Martin Kieran O'Halloran (born 1962) is an Australian former national champion and national representative rower and a senior global executive in the advertising industry. From 2020 to 2023 he was Global Chief Executive of the international advertising network DDB Worldwide.

==Club and state rowing career==
Raised in Melbourne, O'Halloran attended St Kevin's College where he took up rowing. His senior rowing was from the Mercantile Rowing Club in Melbourne.

O'Halloran made his state representative debut for Victoria in the 1981 youth eight which contested the Noel Wilkinson Trophy at the 1981 Australian Interstate Regatta. He again rowed in the Victorian youth eight at the 1982 Australian Interstate Regatta. In 1985 he was selected in the bow seat of the Victorian men's eight which won the King's Cup at the annual Interstate Regatta.

At the 1983 Australian Rowing Championships O'Halloran rowed in Mercantile colours in a coxed four which contested the U23 national coxed four title. In 1985 and 1986 O'Halloran stroked Mercantile coxed fours which contested the national title at the Australian Rowing Championships.
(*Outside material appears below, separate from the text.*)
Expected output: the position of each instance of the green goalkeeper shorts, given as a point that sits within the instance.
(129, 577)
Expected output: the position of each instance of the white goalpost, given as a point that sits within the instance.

==International representative==
O'Halloran made his sole national representative appearance in the bow seat of the Australian men's heavyweight eight at 1985 World Rowing Championships in Hazewinkel. That crew rowed to a ninth placing.

==Professional career==
O'Halloran started out at USP Needham as an advertising Account Manager in Melbourne in 1986 - the same year that the Needham and DDB agency networks merged worldwide. He moved to DDB Auckland in 1988 and rose to become CEO of the New Zealand operation. In 2005 he was appointed Australasian Chairman and CEO and from 2009 he performed that role from New Zealand.
In July 2020 he was named to succeed Wendy Clark as the Global CEO of DDB Worldwide. O'Halloran moved into the role of Global Chairman DDB Worldwide in October 2023 and was succeeded as Global CEO by Alex Lubar.